China’s policy to ban imports of postconsumer scrap plastics has upended markets for some of this material—namely film and mixed plastics—in the United States. Two recyclers shared why they have invested in technology to recover and recycle these materials during the session Investments in Domestic Plastic Processing at the 2018 Paper & Plastics Recycling Conference in Chicago in mid-October.
Houston-based Avangard Innovative Vice President of Commercial Business David Hudson outlined the case for investing in plastics recycling in the U.S., saying the country has a “severe lack of postconsumer processing capacity,” despite the fact that brand owners are interested in closing the loop for their packaging materials. The company added recycled low-density polyethylene (LDPE) pellet production in 2017, investing $10 million to build a manufacturing facility to convert the LDPE film packaging scrap it was already handling for its customers into postconsumer resin (PCR) to be used in in film production. While Hudson said Avangard’s move was not initiated in response to policies out of China, trade concerns with that country favor more domestic processing capacity for recycled plastics.
He said Avangard seeks a lack of consistency in terms of its infeed material and the varying film structures represented, adding that it was “more akin to polymer soup.” Throughput also can be an issue because of film’s light density. The company must deal with contamination in the form of paper, metals and other plastics, which has increased processing costs, he said.
Despite the challenges, Avangard has successfully produced PCR LDPE pellets for use in film applications ranging from garbage bags to nonfood packaging, Hudson said. Lumber and lawn edging also are popular end markets. He added that the company has noticed increased interest from higher end applications as well.
Avangard’s PCR LDPE pellets are sold within the U.S. as well as into Latin America, Southeast Asia and China.“PCR doesn’t always look just like virgin, though a lot of the performance attributes may be the same,” Hudson said.
Alex Bearnson, president of Revolve Recycling, Logan, Utah, described the evolution of his company from a brokerage firm to a material recovery facility (MRF) that plans to further process the glut of Nos. 3-7 plastics available in the market and eventually add technology to create recycled plastic pellets.
Bearnson said that while Revolve was building its MRF, “the world started falling apart, especially with plastics.” He was referencing changes to China’s scrap import policies that were introduced in 2017 that made it difficult to move certain MRF recovered materials.
“Ninety-three percent of our plastics were being sold to China,” he said. “We had not developed domestic markets.”

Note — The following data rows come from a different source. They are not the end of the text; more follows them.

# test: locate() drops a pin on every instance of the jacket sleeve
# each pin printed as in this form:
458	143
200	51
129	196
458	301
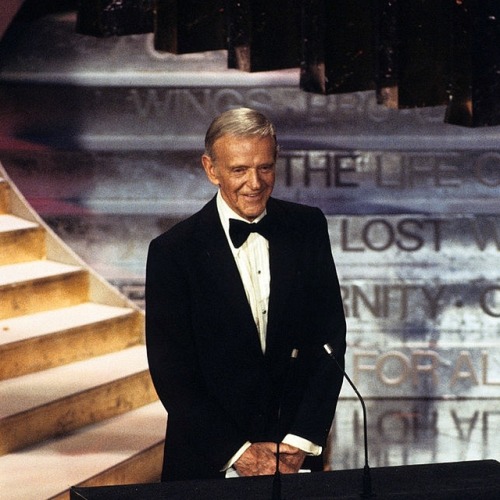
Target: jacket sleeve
199	431
325	324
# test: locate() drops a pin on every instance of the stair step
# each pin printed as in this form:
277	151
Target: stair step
124	449
44	340
41	285
41	405
4	196
20	240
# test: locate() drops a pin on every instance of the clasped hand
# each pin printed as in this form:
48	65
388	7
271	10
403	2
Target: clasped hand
260	459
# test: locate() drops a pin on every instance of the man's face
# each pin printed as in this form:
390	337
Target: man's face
244	169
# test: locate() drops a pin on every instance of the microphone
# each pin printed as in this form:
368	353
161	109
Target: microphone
277	473
367	481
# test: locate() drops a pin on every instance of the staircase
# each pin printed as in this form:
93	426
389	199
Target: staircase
77	406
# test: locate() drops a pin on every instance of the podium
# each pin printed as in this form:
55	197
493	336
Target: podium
447	481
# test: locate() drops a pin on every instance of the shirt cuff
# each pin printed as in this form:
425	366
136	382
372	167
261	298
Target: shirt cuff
237	455
303	444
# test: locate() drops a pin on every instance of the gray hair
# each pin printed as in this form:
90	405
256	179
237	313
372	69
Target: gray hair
240	122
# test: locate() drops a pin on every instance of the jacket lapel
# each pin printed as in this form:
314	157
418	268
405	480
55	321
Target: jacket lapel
283	265
222	272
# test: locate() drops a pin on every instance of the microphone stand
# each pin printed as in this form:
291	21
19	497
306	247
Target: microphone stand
367	481
277	473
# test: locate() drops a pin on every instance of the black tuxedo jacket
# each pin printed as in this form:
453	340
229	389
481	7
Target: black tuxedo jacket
205	359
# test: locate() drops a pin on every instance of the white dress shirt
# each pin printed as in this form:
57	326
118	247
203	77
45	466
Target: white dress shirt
252	259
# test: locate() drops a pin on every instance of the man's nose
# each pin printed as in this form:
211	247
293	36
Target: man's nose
254	180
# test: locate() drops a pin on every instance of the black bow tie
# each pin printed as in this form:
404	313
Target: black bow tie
239	230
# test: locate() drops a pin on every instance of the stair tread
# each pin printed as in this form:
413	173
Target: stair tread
12	223
37	269
36	389
47	469
43	323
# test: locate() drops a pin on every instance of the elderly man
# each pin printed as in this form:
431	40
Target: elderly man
240	298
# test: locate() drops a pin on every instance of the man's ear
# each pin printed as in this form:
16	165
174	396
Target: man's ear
210	169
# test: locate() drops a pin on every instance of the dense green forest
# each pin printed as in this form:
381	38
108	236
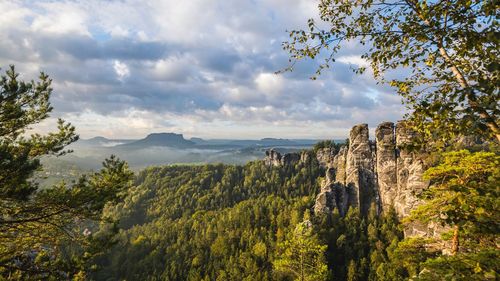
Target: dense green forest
219	222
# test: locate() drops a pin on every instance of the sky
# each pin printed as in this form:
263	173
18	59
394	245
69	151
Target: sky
203	68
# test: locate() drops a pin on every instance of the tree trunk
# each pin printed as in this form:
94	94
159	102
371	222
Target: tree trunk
455	243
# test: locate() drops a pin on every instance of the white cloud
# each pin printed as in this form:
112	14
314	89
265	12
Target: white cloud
270	83
121	69
212	67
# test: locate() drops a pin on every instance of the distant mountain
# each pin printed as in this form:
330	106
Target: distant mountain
161	139
102	141
198	140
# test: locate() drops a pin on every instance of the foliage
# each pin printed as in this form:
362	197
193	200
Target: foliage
463	201
43	231
447	50
302	256
328	144
223	222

After analyzing the numbers, Bearnson said his company was “making our margins and money in plastics,” so Revolve decided to focus on “what we were good at.”

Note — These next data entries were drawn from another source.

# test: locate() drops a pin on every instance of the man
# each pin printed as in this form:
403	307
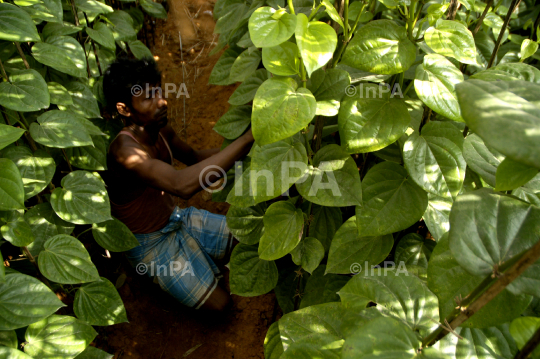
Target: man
178	246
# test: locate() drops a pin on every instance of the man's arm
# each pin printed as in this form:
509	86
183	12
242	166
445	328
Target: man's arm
185	182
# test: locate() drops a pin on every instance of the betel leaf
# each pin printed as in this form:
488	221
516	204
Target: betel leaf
114	236
269	27
333	179
60	129
501	227
65	260
381	47
316	41
281	109
308	254
282	60
251	276
435	84
9	134
62	53
448	280
371	120
435	160
234	122
349	247
11	186
58	336
25	300
453	39
397	294
27	91
82	199
44	224
506	115
99	303
246	224
283	225
391	201
37	169
247	89
16	24
482	159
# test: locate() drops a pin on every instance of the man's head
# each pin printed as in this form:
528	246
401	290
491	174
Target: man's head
132	88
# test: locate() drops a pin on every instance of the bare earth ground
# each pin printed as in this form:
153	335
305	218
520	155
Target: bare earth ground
160	327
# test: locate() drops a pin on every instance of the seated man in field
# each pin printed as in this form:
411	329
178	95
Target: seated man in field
178	247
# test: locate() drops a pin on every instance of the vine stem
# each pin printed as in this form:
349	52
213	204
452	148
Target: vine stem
511	9
519	265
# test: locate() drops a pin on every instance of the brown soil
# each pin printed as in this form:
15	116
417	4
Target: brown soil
159	326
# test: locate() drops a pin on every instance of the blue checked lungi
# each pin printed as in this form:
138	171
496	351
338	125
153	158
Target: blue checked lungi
180	256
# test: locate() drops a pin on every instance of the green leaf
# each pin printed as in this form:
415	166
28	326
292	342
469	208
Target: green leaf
9	134
65	260
283	225
308	254
99	303
481	159
269	27
349	248
58	336
247	89
391	201
26	92
281	109
62	53
82	199
11	186
45	223
251	276
381	47
435	160
16	24
246	224
333	180
282	60
234	122
453	39
435	85
37	169
448	280
371	120
114	236
500	227
316	41
25	300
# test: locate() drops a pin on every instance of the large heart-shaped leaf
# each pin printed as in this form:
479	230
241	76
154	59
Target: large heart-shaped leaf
333	180
251	276
349	247
82	199
371	120
99	303
435	160
381	47
391	201
281	109
435	85
25	300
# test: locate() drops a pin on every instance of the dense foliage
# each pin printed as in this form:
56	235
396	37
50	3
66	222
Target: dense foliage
52	56
402	115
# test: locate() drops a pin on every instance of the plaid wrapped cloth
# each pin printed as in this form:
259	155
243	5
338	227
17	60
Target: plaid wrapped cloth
180	256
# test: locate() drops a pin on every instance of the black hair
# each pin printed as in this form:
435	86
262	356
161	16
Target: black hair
125	73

He said Revolve has created a system design and layout to sort substantially more plastic once it is up and running. (Installation was set to begin later in October.)
“We are focusing on one through sevens and three through sevens,” Bearnson said. “That material may not make sense for a lot of people but makes sense for us.”
The 2018 Paper & Plastics Recycling Conference was Oct. 17-19 in Chicago at the Marriott Chicago Downtown Magnificent Mile. The 2019 event will be Oct. 23-25 at the same venue.